Objective To explore the advantage of reconstruction belt for treating complicated acetabular fracture by combined anterior and posterior approaches through the comparison with reconstruction plate. Methods A retrospective analysis was made on the clinical data of 39 patients with acetabular fractures who met the selection criteria. After open reduction by combined anterior and posterior approaches was performed, fracture was fixed by reconstruction belt in 20 cases (trial group), and by reconstruction plate in 19 cases (control group). There was no significant difference in gender, age, cause of injury, time from injury to hospital, type of fracture, and preoperative visual analogue scale (VAS) score between 2 groups (P > 0.05). The number of plate shaping, plate shaping time, operation time, bleeding amount, perspective times, VAS score, modified Merled’Aubigne-Postel hip score, and related complications were recorded and compared. According to Matta standard, the fracture displacement was measured to evaluate the fracture reduction and fracture healing. Results The number of plate shaping, plate shaping time, operation time, bleeding amount, and perspective times in the trial group were significantly less than those in the control group (P < 0.05). The patients were followed up 12-29 months (mean, 21.1 months) in the trial group, and 12-27 months (mean, 20.5 months) in the control group. The VAS score was significantly lower at 7 days and 6 months after operation than at pre-operation, and at 6 months than at 7 days in 2 groups (P < 0.05), but difference was not significant between 2 groups (P > 0.05). At 6 months after operation, the Merled’Aubigne-Postel score of hip function in the trial group was 15.950±1.504, showing no significant difference when compared with the control group (15.895±1.629) (t= -0.110, P=0.913).
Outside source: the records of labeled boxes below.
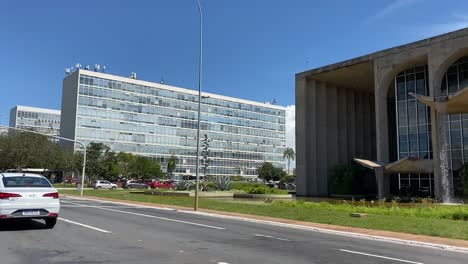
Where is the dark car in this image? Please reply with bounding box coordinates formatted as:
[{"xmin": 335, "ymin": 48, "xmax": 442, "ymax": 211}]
[{"xmin": 124, "ymin": 180, "xmax": 148, "ymax": 189}]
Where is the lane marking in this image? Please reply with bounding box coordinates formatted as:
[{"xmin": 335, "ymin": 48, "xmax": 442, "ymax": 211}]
[
  {"xmin": 61, "ymin": 202, "xmax": 226, "ymax": 230},
  {"xmin": 340, "ymin": 249, "xmax": 424, "ymax": 264},
  {"xmin": 254, "ymin": 234, "xmax": 291, "ymax": 241},
  {"xmin": 58, "ymin": 217, "xmax": 112, "ymax": 234}
]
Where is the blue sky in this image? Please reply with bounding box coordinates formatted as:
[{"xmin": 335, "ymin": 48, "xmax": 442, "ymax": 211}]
[{"xmin": 0, "ymin": 0, "xmax": 468, "ymax": 152}]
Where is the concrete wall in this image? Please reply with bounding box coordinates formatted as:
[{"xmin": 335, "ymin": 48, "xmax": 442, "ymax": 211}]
[
  {"xmin": 60, "ymin": 71, "xmax": 79, "ymax": 150},
  {"xmin": 10, "ymin": 106, "xmax": 18, "ymax": 127},
  {"xmin": 296, "ymin": 76, "xmax": 376, "ymax": 196}
]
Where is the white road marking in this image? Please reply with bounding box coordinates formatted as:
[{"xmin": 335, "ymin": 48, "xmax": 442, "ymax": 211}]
[
  {"xmin": 58, "ymin": 217, "xmax": 112, "ymax": 234},
  {"xmin": 340, "ymin": 249, "xmax": 424, "ymax": 264},
  {"xmin": 61, "ymin": 202, "xmax": 226, "ymax": 230},
  {"xmin": 255, "ymin": 234, "xmax": 291, "ymax": 241}
]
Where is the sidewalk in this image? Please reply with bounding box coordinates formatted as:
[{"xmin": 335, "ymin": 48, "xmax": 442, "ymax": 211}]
[{"xmin": 64, "ymin": 195, "xmax": 468, "ymax": 253}]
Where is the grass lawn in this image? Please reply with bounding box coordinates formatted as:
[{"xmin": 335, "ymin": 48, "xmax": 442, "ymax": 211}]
[
  {"xmin": 52, "ymin": 183, "xmax": 76, "ymax": 188},
  {"xmin": 60, "ymin": 190, "xmax": 468, "ymax": 240}
]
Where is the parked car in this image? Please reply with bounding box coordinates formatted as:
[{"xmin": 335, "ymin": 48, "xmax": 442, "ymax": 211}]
[
  {"xmin": 124, "ymin": 180, "xmax": 148, "ymax": 189},
  {"xmin": 0, "ymin": 173, "xmax": 60, "ymax": 228},
  {"xmin": 151, "ymin": 180, "xmax": 175, "ymax": 189},
  {"xmin": 92, "ymin": 180, "xmax": 117, "ymax": 190},
  {"xmin": 143, "ymin": 179, "xmax": 154, "ymax": 187}
]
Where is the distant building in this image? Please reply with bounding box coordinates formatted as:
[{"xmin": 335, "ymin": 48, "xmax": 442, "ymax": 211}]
[
  {"xmin": 10, "ymin": 105, "xmax": 60, "ymax": 141},
  {"xmin": 296, "ymin": 28, "xmax": 468, "ymax": 200},
  {"xmin": 61, "ymin": 69, "xmax": 286, "ymax": 178}
]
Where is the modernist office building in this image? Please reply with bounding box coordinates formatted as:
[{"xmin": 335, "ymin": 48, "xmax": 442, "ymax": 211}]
[
  {"xmin": 296, "ymin": 29, "xmax": 468, "ymax": 198},
  {"xmin": 61, "ymin": 69, "xmax": 286, "ymax": 177},
  {"xmin": 10, "ymin": 105, "xmax": 60, "ymax": 136}
]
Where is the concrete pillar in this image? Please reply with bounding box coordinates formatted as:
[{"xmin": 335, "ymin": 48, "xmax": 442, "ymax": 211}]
[
  {"xmin": 296, "ymin": 75, "xmax": 308, "ymax": 195},
  {"xmin": 428, "ymin": 48, "xmax": 445, "ymax": 200},
  {"xmin": 375, "ymin": 167, "xmax": 389, "ymax": 200},
  {"xmin": 374, "ymin": 61, "xmax": 395, "ymax": 199}
]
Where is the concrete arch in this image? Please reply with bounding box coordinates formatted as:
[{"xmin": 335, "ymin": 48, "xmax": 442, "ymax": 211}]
[{"xmin": 431, "ymin": 45, "xmax": 468, "ymax": 96}]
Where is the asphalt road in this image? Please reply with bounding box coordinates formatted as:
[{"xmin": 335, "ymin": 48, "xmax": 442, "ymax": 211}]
[{"xmin": 0, "ymin": 198, "xmax": 468, "ymax": 264}]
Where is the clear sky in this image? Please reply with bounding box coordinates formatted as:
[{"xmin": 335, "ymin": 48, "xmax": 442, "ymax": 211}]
[{"xmin": 0, "ymin": 0, "xmax": 468, "ymax": 154}]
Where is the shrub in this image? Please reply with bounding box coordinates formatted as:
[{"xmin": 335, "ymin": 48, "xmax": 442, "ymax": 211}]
[
  {"xmin": 174, "ymin": 181, "xmax": 192, "ymax": 191},
  {"xmin": 214, "ymin": 176, "xmax": 231, "ymax": 191}
]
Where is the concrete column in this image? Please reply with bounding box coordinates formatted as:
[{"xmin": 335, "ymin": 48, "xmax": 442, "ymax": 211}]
[
  {"xmin": 428, "ymin": 51, "xmax": 444, "ymax": 200},
  {"xmin": 326, "ymin": 84, "xmax": 341, "ymax": 179},
  {"xmin": 375, "ymin": 167, "xmax": 389, "ymax": 200},
  {"xmin": 338, "ymin": 88, "xmax": 349, "ymax": 164},
  {"xmin": 296, "ymin": 75, "xmax": 308, "ymax": 195},
  {"xmin": 374, "ymin": 61, "xmax": 395, "ymax": 199},
  {"xmin": 315, "ymin": 82, "xmax": 330, "ymax": 196}
]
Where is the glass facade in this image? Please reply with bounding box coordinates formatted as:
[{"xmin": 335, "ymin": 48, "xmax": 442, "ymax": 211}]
[
  {"xmin": 441, "ymin": 57, "xmax": 468, "ymax": 193},
  {"xmin": 395, "ymin": 57, "xmax": 468, "ymax": 193},
  {"xmin": 75, "ymin": 70, "xmax": 286, "ymax": 177},
  {"xmin": 395, "ymin": 66, "xmax": 434, "ymax": 194},
  {"xmin": 10, "ymin": 106, "xmax": 60, "ymax": 139}
]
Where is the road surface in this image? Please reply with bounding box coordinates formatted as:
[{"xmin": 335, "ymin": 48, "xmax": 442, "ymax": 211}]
[{"xmin": 0, "ymin": 197, "xmax": 468, "ymax": 264}]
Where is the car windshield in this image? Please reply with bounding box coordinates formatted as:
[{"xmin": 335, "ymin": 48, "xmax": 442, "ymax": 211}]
[{"xmin": 2, "ymin": 176, "xmax": 51, "ymax": 188}]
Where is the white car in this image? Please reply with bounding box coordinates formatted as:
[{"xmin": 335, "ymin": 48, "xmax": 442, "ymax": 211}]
[
  {"xmin": 93, "ymin": 180, "xmax": 117, "ymax": 190},
  {"xmin": 0, "ymin": 173, "xmax": 60, "ymax": 228}
]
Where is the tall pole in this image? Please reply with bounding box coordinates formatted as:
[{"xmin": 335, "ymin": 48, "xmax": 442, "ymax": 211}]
[
  {"xmin": 0, "ymin": 124, "xmax": 86, "ymax": 196},
  {"xmin": 193, "ymin": 0, "xmax": 203, "ymax": 211},
  {"xmin": 80, "ymin": 146, "xmax": 86, "ymax": 196}
]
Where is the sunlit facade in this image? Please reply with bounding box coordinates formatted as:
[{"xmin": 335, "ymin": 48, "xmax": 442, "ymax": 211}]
[
  {"xmin": 10, "ymin": 105, "xmax": 60, "ymax": 141},
  {"xmin": 62, "ymin": 69, "xmax": 286, "ymax": 178},
  {"xmin": 296, "ymin": 28, "xmax": 468, "ymax": 199}
]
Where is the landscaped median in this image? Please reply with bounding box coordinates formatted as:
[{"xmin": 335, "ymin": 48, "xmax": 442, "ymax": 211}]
[{"xmin": 60, "ymin": 190, "xmax": 468, "ymax": 240}]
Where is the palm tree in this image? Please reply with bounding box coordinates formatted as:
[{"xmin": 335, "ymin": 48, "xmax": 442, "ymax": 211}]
[
  {"xmin": 167, "ymin": 155, "xmax": 179, "ymax": 178},
  {"xmin": 283, "ymin": 148, "xmax": 296, "ymax": 174}
]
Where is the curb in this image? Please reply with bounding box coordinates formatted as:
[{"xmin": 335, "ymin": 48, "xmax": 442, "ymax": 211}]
[{"xmin": 63, "ymin": 195, "xmax": 468, "ymax": 254}]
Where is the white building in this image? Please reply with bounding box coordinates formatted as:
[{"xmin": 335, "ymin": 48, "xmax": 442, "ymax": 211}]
[
  {"xmin": 10, "ymin": 105, "xmax": 60, "ymax": 139},
  {"xmin": 61, "ymin": 69, "xmax": 286, "ymax": 178}
]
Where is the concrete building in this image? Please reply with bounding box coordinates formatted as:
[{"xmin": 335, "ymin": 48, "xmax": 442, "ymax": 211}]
[
  {"xmin": 296, "ymin": 29, "xmax": 468, "ymax": 199},
  {"xmin": 10, "ymin": 105, "xmax": 60, "ymax": 139},
  {"xmin": 61, "ymin": 69, "xmax": 286, "ymax": 178}
]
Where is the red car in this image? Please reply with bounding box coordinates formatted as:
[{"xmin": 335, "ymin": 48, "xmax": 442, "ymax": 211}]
[{"xmin": 151, "ymin": 181, "xmax": 175, "ymax": 189}]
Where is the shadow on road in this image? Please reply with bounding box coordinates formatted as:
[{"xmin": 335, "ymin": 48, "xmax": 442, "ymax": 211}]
[{"xmin": 0, "ymin": 219, "xmax": 47, "ymax": 232}]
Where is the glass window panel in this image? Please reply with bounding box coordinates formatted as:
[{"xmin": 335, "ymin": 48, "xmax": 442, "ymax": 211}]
[
  {"xmin": 406, "ymin": 74, "xmax": 416, "ymax": 93},
  {"xmin": 416, "ymin": 72, "xmax": 426, "ymax": 95},
  {"xmin": 447, "ymin": 71, "xmax": 458, "ymax": 93},
  {"xmin": 408, "ymin": 134, "xmax": 418, "ymax": 152}
]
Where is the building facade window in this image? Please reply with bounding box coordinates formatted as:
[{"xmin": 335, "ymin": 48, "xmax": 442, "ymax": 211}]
[{"xmin": 75, "ymin": 72, "xmax": 286, "ymax": 177}]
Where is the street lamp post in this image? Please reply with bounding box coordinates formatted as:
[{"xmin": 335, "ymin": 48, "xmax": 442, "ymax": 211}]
[
  {"xmin": 0, "ymin": 125, "xmax": 86, "ymax": 196},
  {"xmin": 193, "ymin": 0, "xmax": 203, "ymax": 211},
  {"xmin": 193, "ymin": 0, "xmax": 203, "ymax": 211}
]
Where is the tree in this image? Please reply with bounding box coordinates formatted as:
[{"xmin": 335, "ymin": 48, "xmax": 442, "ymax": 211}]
[
  {"xmin": 283, "ymin": 148, "xmax": 296, "ymax": 173},
  {"xmin": 86, "ymin": 142, "xmax": 110, "ymax": 180},
  {"xmin": 167, "ymin": 155, "xmax": 179, "ymax": 178},
  {"xmin": 257, "ymin": 162, "xmax": 286, "ymax": 181}
]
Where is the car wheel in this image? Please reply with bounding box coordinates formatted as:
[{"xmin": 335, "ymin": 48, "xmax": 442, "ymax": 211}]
[{"xmin": 45, "ymin": 217, "xmax": 57, "ymax": 229}]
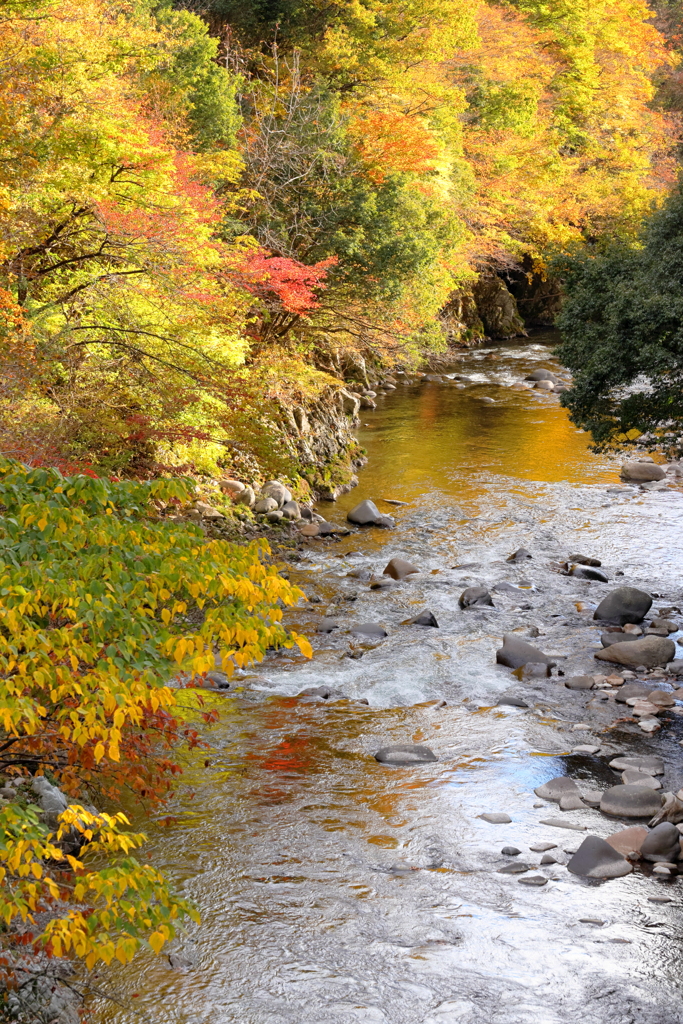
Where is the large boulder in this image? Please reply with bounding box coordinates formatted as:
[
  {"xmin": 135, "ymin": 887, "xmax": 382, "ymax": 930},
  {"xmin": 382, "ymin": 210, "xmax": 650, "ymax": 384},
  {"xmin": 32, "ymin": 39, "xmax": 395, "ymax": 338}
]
[
  {"xmin": 640, "ymin": 821, "xmax": 681, "ymax": 862},
  {"xmin": 567, "ymin": 836, "xmax": 633, "ymax": 879},
  {"xmin": 595, "ymin": 637, "xmax": 676, "ymax": 669},
  {"xmin": 496, "ymin": 633, "xmax": 555, "ymax": 669},
  {"xmin": 533, "ymin": 775, "xmax": 580, "ymax": 804},
  {"xmin": 458, "ymin": 587, "xmax": 494, "ymax": 608},
  {"xmin": 593, "ymin": 587, "xmax": 652, "ymax": 626},
  {"xmin": 346, "ymin": 499, "xmax": 381, "ymax": 526},
  {"xmin": 261, "ymin": 480, "xmax": 292, "ymax": 508},
  {"xmin": 622, "ymin": 462, "xmax": 667, "ymax": 483},
  {"xmin": 384, "ymin": 558, "xmax": 420, "ymax": 580},
  {"xmin": 600, "ymin": 785, "xmax": 661, "ymax": 818}
]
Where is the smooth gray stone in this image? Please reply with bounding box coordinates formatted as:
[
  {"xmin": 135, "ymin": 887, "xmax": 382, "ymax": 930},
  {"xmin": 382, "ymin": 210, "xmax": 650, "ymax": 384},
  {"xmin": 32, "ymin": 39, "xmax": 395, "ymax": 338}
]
[
  {"xmin": 351, "ymin": 623, "xmax": 388, "ymax": 640},
  {"xmin": 496, "ymin": 633, "xmax": 556, "ymax": 669},
  {"xmin": 564, "ymin": 676, "xmax": 595, "ymax": 690},
  {"xmin": 640, "ymin": 821, "xmax": 681, "ymax": 861},
  {"xmin": 524, "ymin": 370, "xmax": 558, "ymax": 384},
  {"xmin": 496, "ymin": 696, "xmax": 528, "ymax": 708},
  {"xmin": 346, "ymin": 500, "xmax": 380, "ymax": 526},
  {"xmin": 458, "ymin": 587, "xmax": 494, "ymax": 608},
  {"xmin": 600, "ymin": 785, "xmax": 661, "ymax": 818},
  {"xmin": 375, "ymin": 743, "xmax": 438, "ymax": 767},
  {"xmin": 593, "ymin": 587, "xmax": 652, "ymax": 626},
  {"xmin": 506, "ymin": 548, "xmax": 533, "ymax": 562},
  {"xmin": 540, "ymin": 818, "xmax": 588, "ymax": 831},
  {"xmin": 533, "ymin": 775, "xmax": 580, "ymax": 804},
  {"xmin": 609, "ymin": 754, "xmax": 664, "ymax": 775},
  {"xmin": 316, "ymin": 618, "xmax": 341, "ymax": 633},
  {"xmin": 567, "ymin": 836, "xmax": 633, "ymax": 879},
  {"xmin": 409, "ymin": 610, "xmax": 438, "ymax": 629},
  {"xmin": 600, "ymin": 633, "xmax": 641, "ymax": 647}
]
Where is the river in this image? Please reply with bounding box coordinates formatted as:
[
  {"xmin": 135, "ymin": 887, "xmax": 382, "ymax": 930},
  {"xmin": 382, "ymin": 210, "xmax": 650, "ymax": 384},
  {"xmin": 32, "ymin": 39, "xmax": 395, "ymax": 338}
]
[{"xmin": 91, "ymin": 336, "xmax": 683, "ymax": 1024}]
The fracture displacement was (0.750±1.070) mm in the trial group and was (0.842±1.068) mm in the control group, showing no significant difference (t= -0.269, P=0.789). The X-ray films showed that all fractures healed in 2 groups. The healing time was (16.10±2.07) weeks in the trial group and was (15.84±2.14) weeks in the control group, showing no significant difference (t =0.382, P=0.075). Conclusion Reconstruction belt for complicated acetabular fracture by combined anterior and posterior approaches has similar effectiveness to reconstruction plate, but the number of plate shaping, plate shaping time, and perspective times are fewer.